マッテオ君だってそんな嘗めてりゃ治る様な傷でわざわざ来ちゃってさ、貢物まで持ってきちゃって」
赤にちょっとくすんだ色合いの髪を波立たせながらカルロさんはちろっと私の隣を見る。矛先が自分に向いた青年マッテオさんはぎょっと赤毛を見る。私は慌ててピシャリと言葉の見つからない彼の代わりに言い返した。
「マッテオさんを困らせないで下さい。このクッキーは二人で美味しく頂きますね。紅茶も二人分です」
「ごめんごめん、うそうそ。悪かったから、俺の分も一緒に頼むよ〜〜〜ユイちゃん」
ぷんっとクッキー詰めの箱を取り上げると直ぐに態度を返して緩んだ顔で私とマッテオさんに謝った。調子が良い。マッテオさんは恐縮気味で顔が強張っている。立場的に言えば傘下は違うとはいえ、カルロさんはマッテオさんの上司だ。

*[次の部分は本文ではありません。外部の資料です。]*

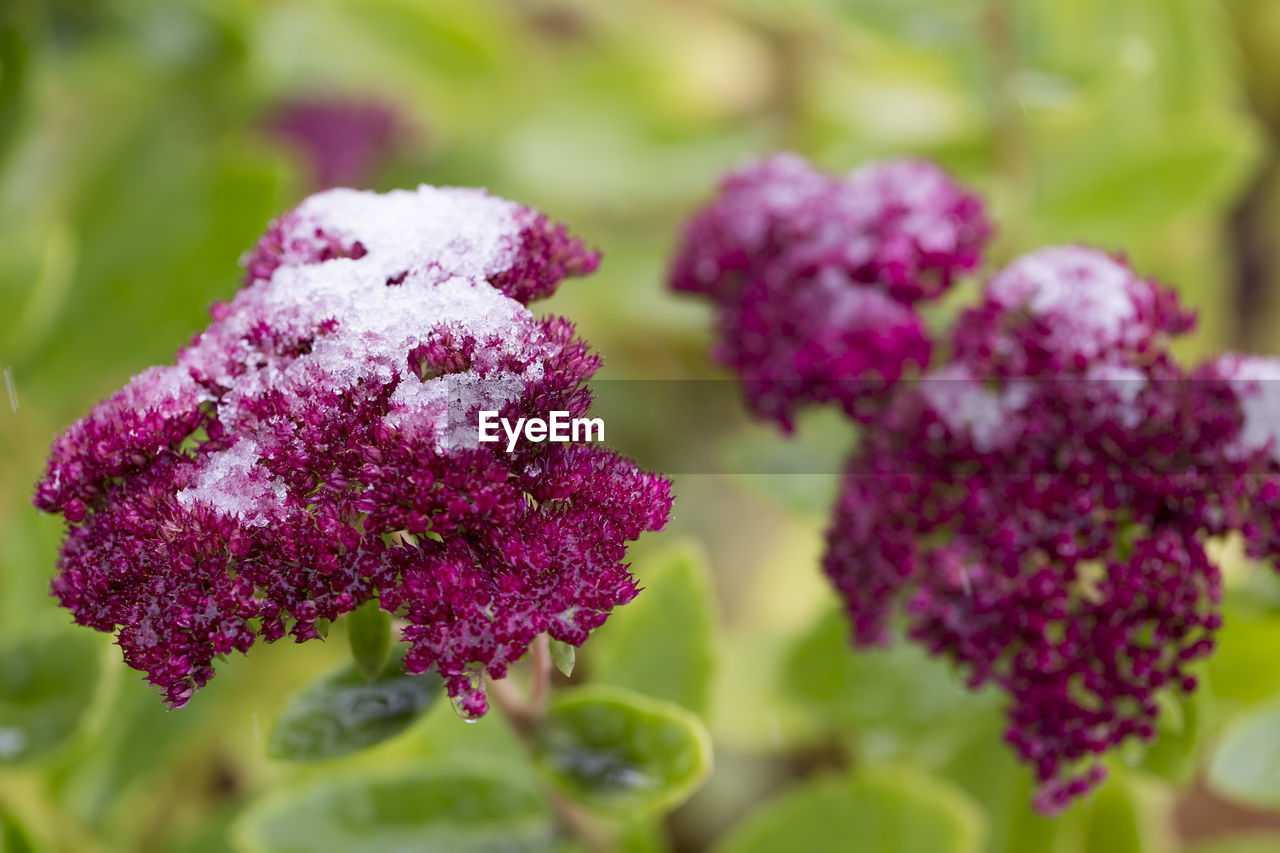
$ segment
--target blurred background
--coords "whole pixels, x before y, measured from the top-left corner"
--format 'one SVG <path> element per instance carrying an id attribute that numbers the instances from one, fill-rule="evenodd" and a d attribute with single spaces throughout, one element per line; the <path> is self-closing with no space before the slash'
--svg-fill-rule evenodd
<path id="1" fill-rule="evenodd" d="M 246 809 L 308 780 L 518 752 L 500 721 L 443 707 L 352 757 L 271 761 L 271 721 L 346 643 L 257 647 L 169 712 L 46 593 L 61 529 L 29 494 L 50 441 L 170 361 L 269 219 L 316 188 L 485 186 L 568 223 L 604 263 L 541 307 L 577 321 L 603 380 L 724 378 L 666 263 L 719 175 L 777 149 L 837 170 L 933 158 L 988 199 L 991 265 L 1048 242 L 1124 251 L 1198 309 L 1183 355 L 1276 353 L 1277 134 L 1272 0 L 0 0 L 0 850 L 268 849 Z M 660 416 L 609 423 L 643 446 Z M 822 415 L 790 442 L 732 410 L 691 428 L 726 470 L 835 471 L 854 439 Z M 675 519 L 636 548 L 643 581 L 672 547 L 707 573 L 694 704 L 717 765 L 632 849 L 773 849 L 778 826 L 777 849 L 860 849 L 828 783 L 876 765 L 906 780 L 883 809 L 910 818 L 922 790 L 950 809 L 947 849 L 1280 850 L 1266 573 L 1224 555 L 1204 688 L 1046 820 L 997 697 L 909 648 L 845 648 L 818 567 L 835 478 L 737 467 L 675 467 Z"/>

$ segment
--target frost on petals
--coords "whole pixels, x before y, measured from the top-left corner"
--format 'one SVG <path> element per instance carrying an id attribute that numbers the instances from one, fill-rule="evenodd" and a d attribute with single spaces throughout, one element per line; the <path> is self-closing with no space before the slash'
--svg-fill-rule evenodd
<path id="1" fill-rule="evenodd" d="M 1015 260 L 849 461 L 824 567 L 859 644 L 909 637 L 1010 699 L 1052 812 L 1152 742 L 1221 625 L 1210 537 L 1280 556 L 1280 366 L 1169 352 L 1193 316 L 1083 247 Z M 900 616 L 897 616 L 900 613 Z"/>
<path id="2" fill-rule="evenodd" d="M 867 420 L 928 365 L 913 306 L 977 266 L 989 232 L 931 163 L 829 175 L 782 154 L 732 173 L 689 222 L 671 284 L 716 305 L 713 356 L 758 416 L 790 429 L 799 407 L 835 403 Z"/>
<path id="3" fill-rule="evenodd" d="M 636 594 L 626 544 L 669 483 L 594 444 L 476 441 L 481 409 L 585 414 L 599 359 L 525 305 L 598 256 L 483 191 L 333 190 L 271 224 L 244 287 L 173 366 L 52 446 L 36 505 L 69 523 L 52 590 L 119 629 L 182 706 L 212 660 L 317 635 L 378 598 L 406 666 L 474 713 L 541 631 L 580 644 Z"/>

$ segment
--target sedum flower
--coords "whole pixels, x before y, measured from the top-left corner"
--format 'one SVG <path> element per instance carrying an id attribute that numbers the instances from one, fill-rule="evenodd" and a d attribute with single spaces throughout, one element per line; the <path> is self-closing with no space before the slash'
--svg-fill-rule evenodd
<path id="1" fill-rule="evenodd" d="M 1187 370 L 1194 318 L 1121 260 L 1015 260 L 957 320 L 954 360 L 896 394 L 849 461 L 824 569 L 856 644 L 906 633 L 1010 698 L 1006 739 L 1056 811 L 1100 756 L 1156 738 L 1221 626 L 1207 538 L 1280 555 L 1280 362 Z"/>
<path id="2" fill-rule="evenodd" d="M 835 403 L 867 420 L 929 362 L 914 306 L 977 266 L 989 233 L 982 202 L 931 163 L 828 175 L 782 154 L 726 178 L 671 284 L 716 304 L 712 355 L 758 416 L 790 430 L 801 406 Z"/>
<path id="3" fill-rule="evenodd" d="M 264 126 L 306 159 L 316 188 L 366 184 L 407 136 L 389 105 L 333 96 L 279 102 Z"/>
<path id="4" fill-rule="evenodd" d="M 599 366 L 526 304 L 598 256 L 481 191 L 333 190 L 273 223 L 244 287 L 170 366 L 54 446 L 36 505 L 69 526 L 52 583 L 119 629 L 174 706 L 215 657 L 302 642 L 371 598 L 410 671 L 468 713 L 541 631 L 581 644 L 636 594 L 626 544 L 671 485 L 594 444 L 477 442 L 477 412 L 586 412 Z"/>

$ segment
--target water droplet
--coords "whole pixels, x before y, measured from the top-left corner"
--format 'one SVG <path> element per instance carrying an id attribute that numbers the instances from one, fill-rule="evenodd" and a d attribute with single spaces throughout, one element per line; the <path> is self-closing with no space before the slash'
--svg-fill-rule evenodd
<path id="1" fill-rule="evenodd" d="M 488 697 L 484 692 L 484 669 L 472 669 L 467 672 L 467 690 L 458 695 L 449 697 L 453 712 L 462 722 L 475 722 L 489 708 Z"/>

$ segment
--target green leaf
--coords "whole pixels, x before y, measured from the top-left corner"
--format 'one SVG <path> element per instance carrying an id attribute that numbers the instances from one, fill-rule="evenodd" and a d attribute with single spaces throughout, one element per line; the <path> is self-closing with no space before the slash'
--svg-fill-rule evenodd
<path id="1" fill-rule="evenodd" d="M 1208 767 L 1213 792 L 1249 806 L 1280 806 L 1280 706 L 1236 720 Z"/>
<path id="2" fill-rule="evenodd" d="M 1213 698 L 1235 706 L 1266 702 L 1280 693 L 1280 660 L 1272 649 L 1280 647 L 1280 617 L 1265 607 L 1228 599 L 1224 630 L 1208 660 Z"/>
<path id="3" fill-rule="evenodd" d="M 366 601 L 347 616 L 347 640 L 356 670 L 372 681 L 392 653 L 392 615 L 378 599 Z"/>
<path id="4" fill-rule="evenodd" d="M 983 820 L 959 789 L 919 772 L 881 768 L 809 783 L 765 804 L 716 853 L 977 853 Z"/>
<path id="5" fill-rule="evenodd" d="M 1153 821 L 1130 780 L 1112 776 L 1093 797 L 1085 853 L 1143 853 L 1156 847 Z"/>
<path id="6" fill-rule="evenodd" d="M 1174 784 L 1189 783 L 1199 770 L 1207 717 L 1212 712 L 1212 692 L 1201 684 L 1192 695 L 1162 693 L 1156 743 L 1146 748 L 1134 765 Z"/>
<path id="7" fill-rule="evenodd" d="M 397 665 L 367 681 L 353 663 L 298 693 L 271 729 L 268 754 L 316 761 L 393 738 L 443 693 L 435 674 L 410 675 Z"/>
<path id="8" fill-rule="evenodd" d="M 536 788 L 500 768 L 426 767 L 283 792 L 236 822 L 242 853 L 470 853 L 554 849 Z"/>
<path id="9" fill-rule="evenodd" d="M 38 758 L 84 721 L 102 675 L 102 642 L 77 629 L 0 649 L 0 766 Z"/>
<path id="10" fill-rule="evenodd" d="M 707 557 L 678 543 L 634 569 L 643 590 L 591 635 L 591 675 L 604 684 L 707 711 L 714 612 Z"/>
<path id="11" fill-rule="evenodd" d="M 558 639 L 553 639 L 552 662 L 556 663 L 557 670 L 564 674 L 564 678 L 572 678 L 573 665 L 577 663 L 577 649 L 575 649 L 568 643 L 562 643 Z"/>
<path id="12" fill-rule="evenodd" d="M 888 747 L 965 735 L 998 706 L 993 690 L 970 690 L 945 661 L 915 643 L 852 648 L 847 620 L 838 611 L 796 644 L 785 672 L 792 695 L 832 724 Z"/>
<path id="13" fill-rule="evenodd" d="M 566 794 L 618 816 L 673 808 L 712 767 L 710 735 L 698 717 L 609 686 L 557 697 L 534 734 L 534 757 Z"/>
<path id="14" fill-rule="evenodd" d="M 1280 850 L 1280 835 L 1254 833 L 1217 838 L 1204 844 L 1185 848 L 1184 853 L 1275 853 Z"/>

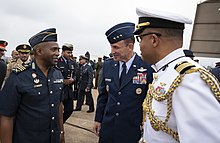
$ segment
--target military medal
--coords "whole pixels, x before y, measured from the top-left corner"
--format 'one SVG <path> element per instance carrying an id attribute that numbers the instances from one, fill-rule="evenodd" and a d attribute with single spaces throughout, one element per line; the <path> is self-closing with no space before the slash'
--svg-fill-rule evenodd
<path id="1" fill-rule="evenodd" d="M 144 69 L 143 67 L 141 67 L 141 68 L 139 68 L 139 69 L 137 69 L 139 72 L 145 72 L 145 71 L 147 71 L 147 69 Z"/>
<path id="2" fill-rule="evenodd" d="M 108 85 L 106 85 L 106 91 L 107 91 L 107 92 L 109 91 L 109 86 L 108 86 Z"/>
<path id="3" fill-rule="evenodd" d="M 32 77 L 36 78 L 37 77 L 36 73 L 32 73 Z"/>
<path id="4" fill-rule="evenodd" d="M 38 84 L 40 82 L 39 79 L 34 79 L 34 83 Z"/>
<path id="5" fill-rule="evenodd" d="M 136 94 L 141 94 L 142 93 L 142 89 L 141 88 L 137 88 L 136 89 Z"/>

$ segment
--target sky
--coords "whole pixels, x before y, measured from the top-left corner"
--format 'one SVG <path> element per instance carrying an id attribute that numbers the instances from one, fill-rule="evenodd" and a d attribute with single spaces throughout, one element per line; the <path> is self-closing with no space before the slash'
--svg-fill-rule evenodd
<path id="1" fill-rule="evenodd" d="M 201 0 L 0 0 L 0 39 L 8 41 L 6 56 L 34 34 L 56 28 L 58 44 L 74 45 L 74 55 L 90 52 L 96 59 L 110 53 L 105 32 L 122 22 L 137 24 L 136 7 L 179 13 L 194 21 Z M 184 48 L 188 49 L 193 25 L 186 25 Z M 135 51 L 139 45 L 135 43 Z"/>

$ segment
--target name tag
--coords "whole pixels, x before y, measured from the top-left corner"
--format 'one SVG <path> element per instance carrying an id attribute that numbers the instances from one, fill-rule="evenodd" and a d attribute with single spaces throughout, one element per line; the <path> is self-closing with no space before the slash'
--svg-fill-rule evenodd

居心地悪そうにしているマッテオさんは世代も同じで話題もあう。年の近い友人とは何回か付き添いで会ううちに直ぐに意気投合した。一回りも二回りも年上が多い環境の中で、私に敬語を使う人なんてほぼ皆無だから、そういう意味でも希少な存在だった。好い人だし。

奥に引っ込んで適量の水を火に掛け、背伸びをして上の棚からポットとカップを取り出す。
お気に入りの花柄のティーカップはもう一セット多く出しておく。もう一人のお客様はもうすぐここに辿り着く。